Leptin is produced by fat and circulates in the blood to provide a signal to the brain informing the level of energy stores. It is already known to act on the brain to reduce appetite and to increase energy use through a process called thermogenesis.
Now the scientists have discovered leptin not only triggers thermogenesis in some fat cells — which make up less than one percent of body mass – but that it also triggers the same response in muscle tissue, which makes up more than one third of body mass.
This has significant repercussion for the development of weight loss strategies.
It means leptin or a leptin mimic could trick the body into weight loss bysimply harnessing the body’s natural process of thermogenesis.
The breakthrough has been made by Dr Belinda Henry and Professor Iain Clarke from the Department of Physiology in the Faculty of Medicine, Nursing and Health Sciences and colleagues.

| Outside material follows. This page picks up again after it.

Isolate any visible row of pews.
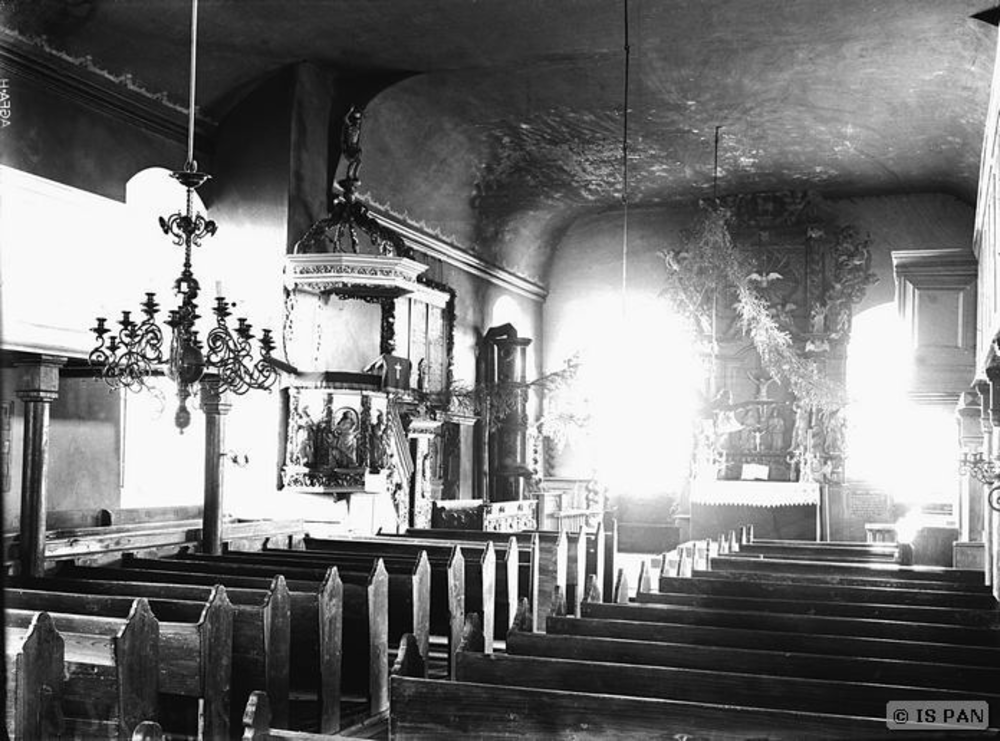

"Now that we have shown leptin increases energy utilisation in muscle tissue, the potential for the hormone to have a positive impact has been greatly magnified. We can now start to re-create and enhance this natural process for the purposes of assisting weight loss," Dr Henry said.
"When combined with lifestyle changes, it could be a significant step forward in addressing the growing obesity problem in our community."
Prof Clarke said the challenge would be to trick the brain into triggering the response, as the hormone leptin is already higher in people who are overweight and the impact of the hormone is somehow reduced in the human body.
"The design of Leptin-mimic drugs which have the same effect is the next step for scientists," Prof Clarke said.
The research paper has been published in the latest edition of the Endocrinology Journal.